Laureano André, Mestre Tiago, Ricardo Leonel, Rodrigues Ana Maria, Cardoso Jorge
Department of Dermatology and Venereology, Hospital de Curry Cabral - Centro Hospitalar de Lisboa Central, Lisboa, Portugal;
Department of Gastroenterology, Hospital Fernando da Fonseca, Amadora, Portugal.

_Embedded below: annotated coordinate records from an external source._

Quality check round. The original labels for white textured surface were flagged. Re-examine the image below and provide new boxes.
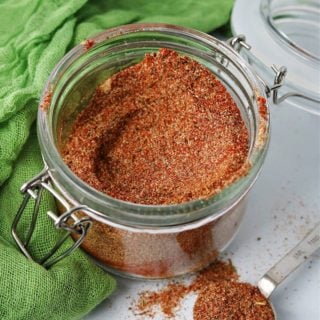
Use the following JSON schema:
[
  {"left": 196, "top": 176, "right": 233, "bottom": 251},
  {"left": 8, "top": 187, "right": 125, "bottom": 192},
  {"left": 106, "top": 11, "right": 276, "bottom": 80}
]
[
  {"left": 85, "top": 6, "right": 320, "bottom": 320},
  {"left": 85, "top": 88, "right": 320, "bottom": 320}
]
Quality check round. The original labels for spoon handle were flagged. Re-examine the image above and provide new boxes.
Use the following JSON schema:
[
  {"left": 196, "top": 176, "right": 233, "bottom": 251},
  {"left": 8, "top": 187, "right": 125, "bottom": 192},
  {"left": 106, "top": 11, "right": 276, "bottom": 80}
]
[{"left": 258, "top": 223, "right": 320, "bottom": 298}]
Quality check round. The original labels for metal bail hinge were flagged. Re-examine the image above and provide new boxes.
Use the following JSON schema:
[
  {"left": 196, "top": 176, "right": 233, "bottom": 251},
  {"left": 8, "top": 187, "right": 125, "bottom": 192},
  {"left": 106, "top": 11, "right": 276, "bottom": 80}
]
[
  {"left": 11, "top": 168, "right": 92, "bottom": 268},
  {"left": 227, "top": 34, "right": 292, "bottom": 104}
]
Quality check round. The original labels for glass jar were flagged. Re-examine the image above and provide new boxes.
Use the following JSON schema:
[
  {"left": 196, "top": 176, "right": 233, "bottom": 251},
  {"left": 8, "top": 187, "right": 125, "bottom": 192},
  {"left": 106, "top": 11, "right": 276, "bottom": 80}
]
[
  {"left": 13, "top": 24, "right": 269, "bottom": 279},
  {"left": 231, "top": 0, "right": 320, "bottom": 116}
]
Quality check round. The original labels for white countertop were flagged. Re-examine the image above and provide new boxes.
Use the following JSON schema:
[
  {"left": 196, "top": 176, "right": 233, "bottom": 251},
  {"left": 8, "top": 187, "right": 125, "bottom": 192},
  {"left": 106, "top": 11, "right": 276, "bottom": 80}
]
[
  {"left": 85, "top": 3, "right": 320, "bottom": 320},
  {"left": 85, "top": 77, "right": 320, "bottom": 320}
]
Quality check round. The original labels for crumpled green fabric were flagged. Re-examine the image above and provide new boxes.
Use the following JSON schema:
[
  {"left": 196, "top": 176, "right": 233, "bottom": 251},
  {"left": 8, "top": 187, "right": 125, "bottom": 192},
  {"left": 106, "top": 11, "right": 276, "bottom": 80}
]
[{"left": 0, "top": 0, "right": 232, "bottom": 320}]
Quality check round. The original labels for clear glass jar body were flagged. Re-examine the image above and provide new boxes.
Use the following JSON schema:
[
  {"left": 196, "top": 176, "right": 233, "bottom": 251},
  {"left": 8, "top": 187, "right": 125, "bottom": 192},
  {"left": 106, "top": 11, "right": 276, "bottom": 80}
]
[{"left": 38, "top": 24, "right": 269, "bottom": 278}]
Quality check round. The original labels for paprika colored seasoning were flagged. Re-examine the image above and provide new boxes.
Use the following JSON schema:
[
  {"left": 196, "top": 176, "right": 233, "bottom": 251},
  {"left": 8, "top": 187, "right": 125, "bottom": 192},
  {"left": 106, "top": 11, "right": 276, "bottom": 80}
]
[{"left": 62, "top": 49, "right": 255, "bottom": 278}]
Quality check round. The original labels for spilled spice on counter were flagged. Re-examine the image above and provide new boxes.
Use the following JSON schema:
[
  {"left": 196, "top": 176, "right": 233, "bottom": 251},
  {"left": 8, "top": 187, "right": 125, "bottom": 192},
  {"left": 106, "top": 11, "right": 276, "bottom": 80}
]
[
  {"left": 63, "top": 49, "right": 249, "bottom": 205},
  {"left": 193, "top": 281, "right": 274, "bottom": 320},
  {"left": 133, "top": 261, "right": 274, "bottom": 320},
  {"left": 134, "top": 260, "right": 238, "bottom": 318}
]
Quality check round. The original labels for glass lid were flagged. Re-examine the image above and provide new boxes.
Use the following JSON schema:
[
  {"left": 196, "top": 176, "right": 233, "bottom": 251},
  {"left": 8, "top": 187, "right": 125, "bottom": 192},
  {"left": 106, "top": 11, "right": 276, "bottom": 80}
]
[{"left": 232, "top": 0, "right": 320, "bottom": 115}]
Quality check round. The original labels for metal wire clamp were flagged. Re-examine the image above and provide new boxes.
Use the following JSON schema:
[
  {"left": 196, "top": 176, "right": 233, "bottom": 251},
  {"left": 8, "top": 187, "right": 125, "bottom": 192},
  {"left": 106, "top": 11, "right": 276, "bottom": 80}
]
[
  {"left": 11, "top": 168, "right": 92, "bottom": 269},
  {"left": 227, "top": 34, "right": 288, "bottom": 104}
]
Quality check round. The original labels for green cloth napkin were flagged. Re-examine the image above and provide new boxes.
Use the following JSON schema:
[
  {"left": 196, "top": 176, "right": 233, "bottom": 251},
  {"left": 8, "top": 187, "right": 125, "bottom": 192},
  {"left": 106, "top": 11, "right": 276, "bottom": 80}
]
[{"left": 0, "top": 0, "right": 232, "bottom": 320}]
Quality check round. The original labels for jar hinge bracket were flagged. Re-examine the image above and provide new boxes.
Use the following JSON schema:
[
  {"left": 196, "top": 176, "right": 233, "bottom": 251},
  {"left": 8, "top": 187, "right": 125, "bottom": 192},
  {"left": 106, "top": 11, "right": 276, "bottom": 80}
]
[
  {"left": 228, "top": 35, "right": 288, "bottom": 104},
  {"left": 11, "top": 168, "right": 92, "bottom": 268}
]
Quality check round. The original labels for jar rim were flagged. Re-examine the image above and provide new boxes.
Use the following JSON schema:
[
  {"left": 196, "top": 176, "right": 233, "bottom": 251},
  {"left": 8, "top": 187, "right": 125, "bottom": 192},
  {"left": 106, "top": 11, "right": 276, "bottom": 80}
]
[{"left": 38, "top": 23, "right": 269, "bottom": 226}]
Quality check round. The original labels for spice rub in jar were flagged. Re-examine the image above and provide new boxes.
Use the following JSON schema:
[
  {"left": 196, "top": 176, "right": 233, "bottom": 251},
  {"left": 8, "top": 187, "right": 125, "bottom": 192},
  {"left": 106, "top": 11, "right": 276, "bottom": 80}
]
[{"left": 63, "top": 49, "right": 249, "bottom": 205}]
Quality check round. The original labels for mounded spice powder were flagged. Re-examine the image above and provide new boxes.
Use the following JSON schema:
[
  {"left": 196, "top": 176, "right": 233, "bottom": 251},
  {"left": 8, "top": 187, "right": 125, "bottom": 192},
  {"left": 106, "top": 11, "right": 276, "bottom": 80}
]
[
  {"left": 63, "top": 49, "right": 249, "bottom": 205},
  {"left": 193, "top": 281, "right": 274, "bottom": 320},
  {"left": 133, "top": 261, "right": 274, "bottom": 320}
]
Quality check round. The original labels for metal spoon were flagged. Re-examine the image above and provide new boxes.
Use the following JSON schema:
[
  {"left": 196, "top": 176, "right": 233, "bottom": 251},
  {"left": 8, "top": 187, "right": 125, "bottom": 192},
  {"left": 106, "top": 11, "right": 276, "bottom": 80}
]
[{"left": 258, "top": 223, "right": 320, "bottom": 319}]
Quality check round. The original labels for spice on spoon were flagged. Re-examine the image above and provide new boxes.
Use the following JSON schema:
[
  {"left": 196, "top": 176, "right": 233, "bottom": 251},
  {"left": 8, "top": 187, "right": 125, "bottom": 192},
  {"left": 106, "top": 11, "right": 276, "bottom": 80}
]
[
  {"left": 134, "top": 261, "right": 275, "bottom": 320},
  {"left": 193, "top": 281, "right": 274, "bottom": 320}
]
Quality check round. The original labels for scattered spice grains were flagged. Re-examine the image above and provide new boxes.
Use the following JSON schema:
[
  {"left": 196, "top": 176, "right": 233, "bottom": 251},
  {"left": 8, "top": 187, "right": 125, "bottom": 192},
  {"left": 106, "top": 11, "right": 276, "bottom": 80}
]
[
  {"left": 133, "top": 261, "right": 274, "bottom": 320},
  {"left": 134, "top": 261, "right": 238, "bottom": 318},
  {"left": 63, "top": 49, "right": 249, "bottom": 205},
  {"left": 193, "top": 281, "right": 274, "bottom": 320}
]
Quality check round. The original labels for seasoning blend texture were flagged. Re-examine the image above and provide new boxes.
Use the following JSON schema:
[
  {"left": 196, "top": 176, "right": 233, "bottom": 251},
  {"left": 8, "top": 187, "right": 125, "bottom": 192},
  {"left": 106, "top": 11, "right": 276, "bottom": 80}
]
[
  {"left": 133, "top": 261, "right": 274, "bottom": 320},
  {"left": 62, "top": 49, "right": 249, "bottom": 278},
  {"left": 63, "top": 49, "right": 248, "bottom": 205}
]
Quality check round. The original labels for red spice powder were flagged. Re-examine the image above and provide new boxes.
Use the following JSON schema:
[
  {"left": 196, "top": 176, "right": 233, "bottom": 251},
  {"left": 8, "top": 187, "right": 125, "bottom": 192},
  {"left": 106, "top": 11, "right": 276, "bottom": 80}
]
[
  {"left": 193, "top": 281, "right": 274, "bottom": 320},
  {"left": 63, "top": 49, "right": 249, "bottom": 205},
  {"left": 134, "top": 261, "right": 238, "bottom": 318}
]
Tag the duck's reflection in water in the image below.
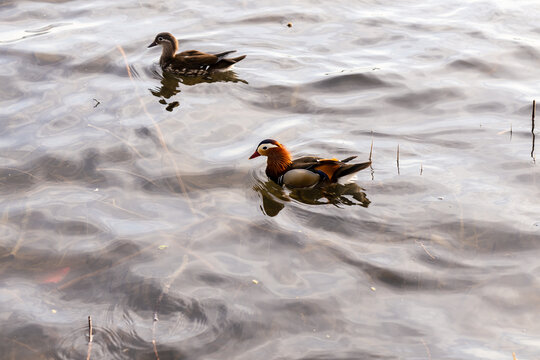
[253,180,370,216]
[149,70,248,111]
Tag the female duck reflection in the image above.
[148,32,247,111]
[250,139,371,216]
[148,70,248,111]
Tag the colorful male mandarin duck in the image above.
[250,139,371,188]
[148,32,246,76]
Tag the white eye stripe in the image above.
[257,143,277,151]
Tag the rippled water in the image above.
[0,0,540,360]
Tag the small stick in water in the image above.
[369,138,373,161]
[396,144,400,175]
[88,315,94,342]
[86,315,94,360]
[531,100,536,163]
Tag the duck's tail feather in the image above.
[333,159,371,180]
[214,50,236,61]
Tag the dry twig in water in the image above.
[86,315,94,360]
[116,45,195,213]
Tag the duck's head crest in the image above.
[148,32,178,49]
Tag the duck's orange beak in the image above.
[249,150,261,160]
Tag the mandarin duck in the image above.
[148,32,246,76]
[250,139,371,188]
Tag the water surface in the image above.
[0,0,540,360]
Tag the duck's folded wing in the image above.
[175,50,219,67]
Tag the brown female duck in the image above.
[148,32,246,76]
[250,139,371,188]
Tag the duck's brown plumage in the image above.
[250,139,371,186]
[148,32,246,75]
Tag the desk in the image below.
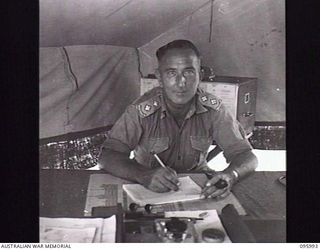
[39,170,286,242]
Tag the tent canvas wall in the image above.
[40,0,285,138]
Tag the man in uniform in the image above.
[99,40,257,199]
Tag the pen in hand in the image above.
[200,179,228,198]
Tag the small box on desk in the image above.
[140,76,257,135]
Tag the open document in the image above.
[39,215,116,243]
[123,176,201,206]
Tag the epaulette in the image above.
[136,96,161,118]
[199,92,222,110]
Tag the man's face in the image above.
[157,49,200,104]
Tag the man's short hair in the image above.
[156,40,200,61]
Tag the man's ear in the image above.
[154,68,162,87]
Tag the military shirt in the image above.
[103,87,252,172]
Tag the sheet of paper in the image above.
[39,215,116,243]
[165,210,231,243]
[40,227,96,243]
[123,176,201,206]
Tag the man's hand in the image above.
[139,167,180,193]
[202,172,235,200]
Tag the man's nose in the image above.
[177,74,186,87]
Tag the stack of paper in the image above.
[123,176,201,206]
[39,215,116,243]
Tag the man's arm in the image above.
[99,148,178,192]
[203,150,258,199]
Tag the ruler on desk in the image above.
[84,174,122,216]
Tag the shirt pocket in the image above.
[147,137,169,154]
[145,137,169,168]
[190,136,213,166]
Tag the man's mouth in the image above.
[176,91,187,95]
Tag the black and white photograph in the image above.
[39,0,287,243]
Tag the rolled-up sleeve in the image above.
[102,105,142,153]
[213,105,252,163]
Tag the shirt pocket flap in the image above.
[148,137,169,154]
[190,136,212,152]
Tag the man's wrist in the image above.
[223,169,239,184]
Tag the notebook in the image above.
[123,176,201,206]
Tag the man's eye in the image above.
[183,69,195,76]
[167,71,177,77]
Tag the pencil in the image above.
[153,154,167,169]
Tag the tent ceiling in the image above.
[40,0,209,48]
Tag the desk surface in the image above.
[39,170,286,242]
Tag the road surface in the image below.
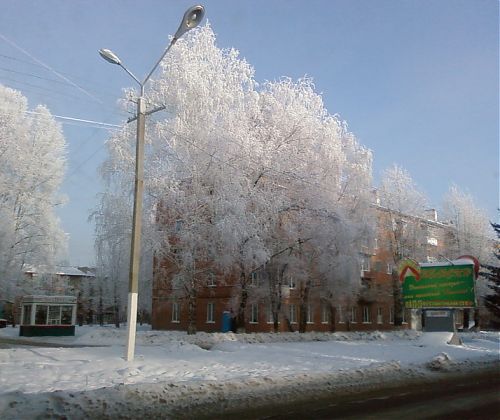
[215,369,500,420]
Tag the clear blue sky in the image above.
[0,0,499,265]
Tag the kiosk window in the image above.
[23,305,31,325]
[61,306,73,325]
[48,306,61,325]
[35,305,48,325]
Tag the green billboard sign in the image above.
[401,260,475,309]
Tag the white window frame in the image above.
[321,303,331,324]
[207,271,217,287]
[172,274,184,289]
[377,306,384,324]
[171,302,181,324]
[363,306,372,324]
[250,303,259,324]
[337,306,345,324]
[306,303,314,324]
[174,219,184,233]
[288,303,297,324]
[349,306,358,324]
[250,271,259,286]
[361,257,371,273]
[207,302,215,324]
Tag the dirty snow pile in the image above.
[0,326,500,418]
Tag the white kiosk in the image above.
[19,295,76,337]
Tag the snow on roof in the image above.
[22,295,76,304]
[24,265,95,277]
[419,258,474,267]
[55,267,95,277]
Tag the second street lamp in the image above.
[99,5,205,361]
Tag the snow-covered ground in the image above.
[0,326,500,418]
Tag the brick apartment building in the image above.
[152,205,464,332]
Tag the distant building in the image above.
[152,204,472,332]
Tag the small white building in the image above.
[19,295,76,337]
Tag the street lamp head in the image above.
[99,48,122,66]
[173,5,205,41]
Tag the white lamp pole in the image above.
[99,5,205,361]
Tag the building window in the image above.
[361,257,370,272]
[47,306,61,325]
[427,238,438,246]
[172,274,184,289]
[363,306,372,324]
[22,305,31,325]
[250,303,259,324]
[306,303,314,324]
[207,272,217,287]
[172,302,181,322]
[321,303,330,324]
[35,305,48,325]
[170,246,182,264]
[337,306,345,324]
[288,303,297,324]
[250,271,259,286]
[267,304,280,324]
[349,306,357,324]
[175,220,184,233]
[207,302,215,324]
[377,307,383,324]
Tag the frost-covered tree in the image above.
[443,185,492,263]
[378,165,428,326]
[0,85,66,298]
[443,185,495,328]
[96,25,371,334]
[482,223,500,329]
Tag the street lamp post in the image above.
[99,5,205,361]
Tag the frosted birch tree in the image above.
[443,185,495,328]
[379,165,428,326]
[95,25,371,330]
[0,85,66,298]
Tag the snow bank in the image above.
[0,327,499,419]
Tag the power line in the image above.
[0,65,127,103]
[26,111,122,128]
[0,33,103,104]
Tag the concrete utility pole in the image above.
[99,5,205,361]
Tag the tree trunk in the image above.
[474,308,481,331]
[392,269,404,327]
[299,281,311,333]
[236,273,248,333]
[329,303,340,332]
[187,291,196,335]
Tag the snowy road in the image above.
[232,370,500,420]
[0,327,499,418]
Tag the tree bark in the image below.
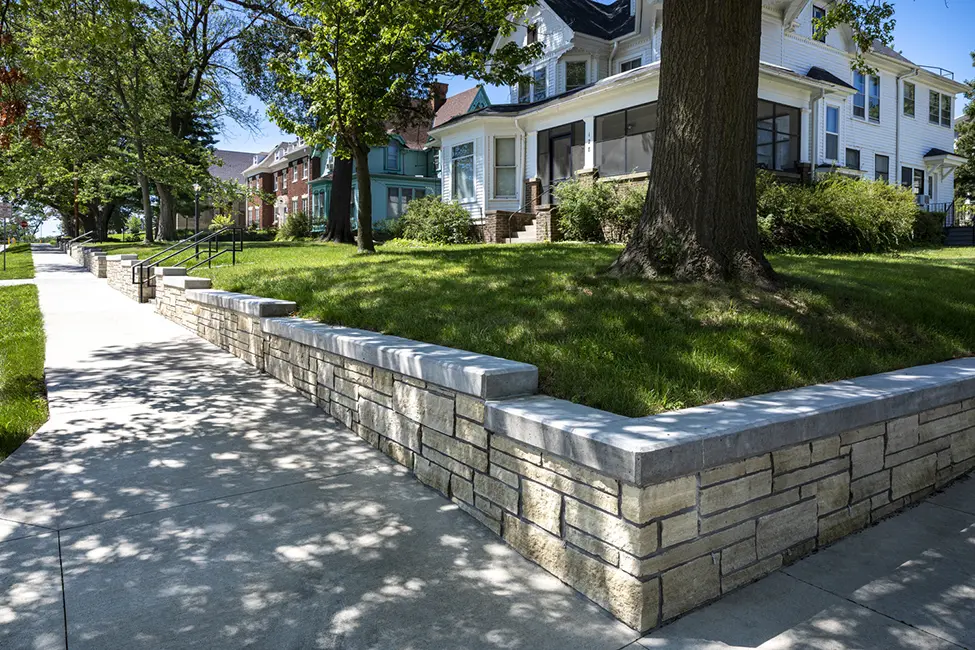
[156,182,176,241]
[322,158,355,244]
[611,0,774,284]
[355,145,376,253]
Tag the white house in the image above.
[430,0,966,233]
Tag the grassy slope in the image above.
[0,286,47,460]
[0,244,34,280]
[177,244,975,416]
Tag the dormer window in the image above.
[813,5,826,43]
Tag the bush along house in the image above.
[311,84,490,232]
[243,140,320,228]
[430,0,966,242]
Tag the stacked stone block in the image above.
[139,278,975,631]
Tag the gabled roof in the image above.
[207,149,265,181]
[545,0,635,41]
[433,86,482,128]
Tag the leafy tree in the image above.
[611,0,894,284]
[248,0,541,251]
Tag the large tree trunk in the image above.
[156,182,176,241]
[612,0,773,283]
[322,158,355,244]
[355,146,376,253]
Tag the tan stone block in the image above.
[491,446,619,515]
[721,539,758,573]
[422,427,488,472]
[521,481,562,535]
[450,474,474,505]
[850,469,890,503]
[850,437,884,479]
[755,500,819,558]
[818,501,870,546]
[393,381,454,434]
[456,395,484,424]
[542,453,620,494]
[721,555,782,594]
[700,471,772,515]
[620,521,755,577]
[701,489,799,535]
[413,456,450,495]
[810,436,840,464]
[840,422,887,447]
[816,472,850,517]
[474,474,518,514]
[772,442,812,476]
[503,515,660,631]
[660,510,697,548]
[565,499,658,557]
[622,476,697,524]
[491,434,542,465]
[565,526,620,566]
[661,552,720,620]
[890,454,938,500]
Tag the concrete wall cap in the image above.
[261,318,538,399]
[163,275,210,291]
[485,358,975,485]
[186,289,298,318]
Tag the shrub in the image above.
[913,210,946,247]
[399,196,477,244]
[275,210,311,241]
[554,178,613,242]
[756,172,918,253]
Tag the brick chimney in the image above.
[430,81,447,113]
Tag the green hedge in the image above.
[757,172,931,253]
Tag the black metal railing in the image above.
[132,226,244,302]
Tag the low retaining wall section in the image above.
[147,276,975,631]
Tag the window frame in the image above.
[901,81,917,119]
[873,153,890,185]
[450,140,477,203]
[823,104,840,163]
[620,56,643,74]
[491,135,518,199]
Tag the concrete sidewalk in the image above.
[0,244,975,650]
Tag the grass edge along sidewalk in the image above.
[0,285,48,460]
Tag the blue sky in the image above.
[219,0,975,152]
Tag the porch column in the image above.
[581,116,596,172]
[799,108,813,163]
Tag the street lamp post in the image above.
[193,183,200,258]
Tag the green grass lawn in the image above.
[124,243,975,416]
[0,285,47,460]
[0,244,34,280]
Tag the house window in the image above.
[450,142,474,201]
[901,167,924,196]
[532,68,548,102]
[565,61,586,90]
[386,140,400,171]
[813,6,826,43]
[928,90,952,126]
[757,99,800,171]
[494,138,517,199]
[873,154,890,183]
[620,57,643,72]
[826,106,840,160]
[596,102,657,176]
[904,81,917,117]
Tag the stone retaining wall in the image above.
[149,277,975,631]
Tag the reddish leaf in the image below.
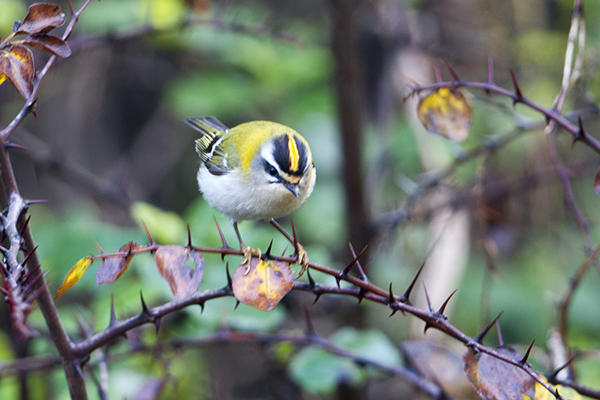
[55,257,94,299]
[232,258,294,311]
[21,33,71,58]
[96,242,144,285]
[13,3,65,35]
[0,45,35,99]
[594,169,600,194]
[154,245,204,299]
[463,347,535,400]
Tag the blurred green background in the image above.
[0,0,600,399]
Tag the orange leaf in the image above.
[13,3,65,35]
[463,347,535,400]
[154,245,204,299]
[96,241,144,285]
[0,45,35,99]
[21,34,71,58]
[232,258,294,311]
[55,257,94,299]
[417,88,471,142]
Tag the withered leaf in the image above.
[594,169,600,194]
[154,245,204,299]
[232,258,294,311]
[96,241,145,285]
[13,3,65,35]
[0,45,35,99]
[21,33,71,58]
[417,88,471,142]
[55,257,94,299]
[463,346,535,400]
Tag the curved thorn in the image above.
[142,220,156,245]
[140,290,150,316]
[510,69,523,106]
[436,289,458,317]
[442,58,461,81]
[496,319,504,347]
[108,293,117,328]
[487,53,494,85]
[423,282,434,313]
[400,261,425,304]
[473,310,504,344]
[519,339,535,365]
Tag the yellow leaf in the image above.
[55,256,94,299]
[232,258,294,311]
[417,88,471,142]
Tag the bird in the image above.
[185,117,316,276]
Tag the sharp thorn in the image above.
[436,289,458,317]
[302,305,317,337]
[140,290,150,316]
[225,262,233,290]
[108,293,117,328]
[519,339,535,365]
[496,319,504,347]
[510,69,523,106]
[423,282,434,313]
[400,261,425,304]
[92,238,104,254]
[433,67,442,83]
[473,310,504,344]
[261,239,273,260]
[442,58,461,81]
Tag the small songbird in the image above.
[186,117,316,274]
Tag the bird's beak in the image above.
[284,182,298,197]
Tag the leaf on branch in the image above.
[96,241,145,285]
[154,245,204,299]
[21,33,71,58]
[55,256,94,299]
[0,45,35,99]
[417,88,471,142]
[463,347,535,400]
[523,375,583,400]
[13,3,65,35]
[232,258,294,311]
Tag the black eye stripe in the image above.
[273,134,308,176]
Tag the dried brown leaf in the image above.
[154,245,204,299]
[463,347,535,400]
[21,33,71,58]
[417,88,471,142]
[55,257,94,299]
[0,45,35,99]
[13,3,65,35]
[96,241,145,285]
[232,258,294,311]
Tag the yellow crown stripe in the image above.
[288,135,300,171]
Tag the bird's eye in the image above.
[267,165,279,177]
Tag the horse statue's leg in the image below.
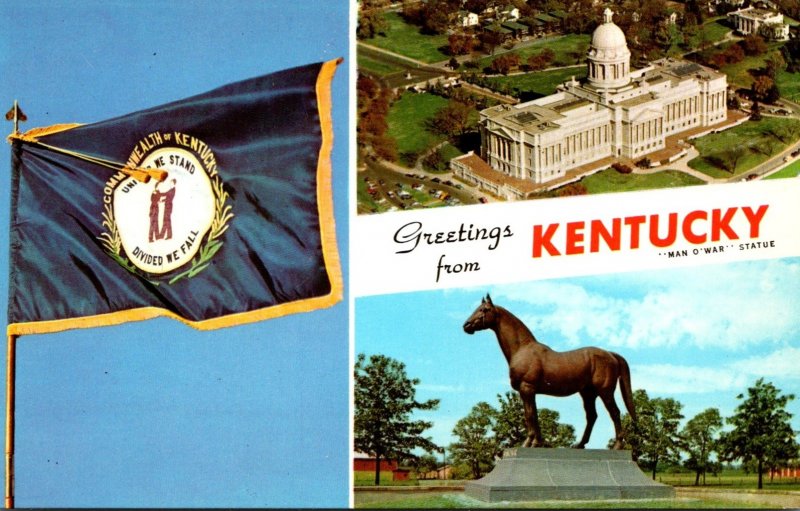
[572,389,597,449]
[600,388,624,449]
[519,383,544,447]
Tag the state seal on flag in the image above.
[99,131,233,284]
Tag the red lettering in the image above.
[650,213,678,248]
[589,218,622,252]
[533,224,561,257]
[625,215,647,248]
[711,208,739,241]
[567,222,586,255]
[683,210,708,245]
[742,204,769,238]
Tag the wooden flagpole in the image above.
[6,335,17,509]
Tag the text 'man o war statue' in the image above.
[464,294,636,449]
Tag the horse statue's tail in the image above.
[614,353,636,428]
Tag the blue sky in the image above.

J Dermatol Case Rep. 2014 Mar 31;8(1):35-7. doi: 10.3315/jdcr.2014.1167.
Pancreatic panniculitis is a rare complication of pancreatic disease occurring in 2% to 3% of all patients, most commonly those with acute or chronic pancreatitis.
We report the case of a pancreatic panniculitis associated with acute pancreatitis in a 63-year-old man. He presented with a 2-day history of multiple tender subcutaneous nodules, followed by nausea, vomiting, severe epigastric pain and loss of appetite, hours before admission. Laboratory and radiologic findings revealed acute pancreatitis. Histopathological examination from a skin biopsy specimen taken from a nodule showed a mostly lobular panniculitis with "ghost cells", without vasculitis. Nodules disappeared with the resolution of acute pancreatic inflammation, as amylase and lipase levels returned to normal.
Panniculitis may be the first manifestation of pancreatic disease. Therefore clinicians must have a high index of suspicion for the diagnosis of pancreatic panniculitis.
胰腺性脂膜炎是胰腺疾病的一种罕见并发症,在所有患者中发生率为2%至3%,最常见于急性或慢性胰腺炎患者。
我们报告了一例63岁男性与急性胰腺炎相关的胰腺性脂膜炎病例。入院前数小时,他出现了2天的多个压痛性皮下结节病史,随后出现恶心、呕吐、严重上腹痛和食欲不振。实验室和影像学检查结果显示为急性胰腺炎。从结节处获取的皮肤活检标本的组织病理学检查显示,主要为小叶性脂膜炎伴“鬼影细胞”,无血管炎。随着淀粉酶和脂肪酶水平恢复正常,急性胰腺炎症消退,结节也随之消失。
脂膜炎可能是胰腺疾病的首发表现。因此,临床医生对胰腺性脂膜炎的诊断必须有高度的怀疑指数。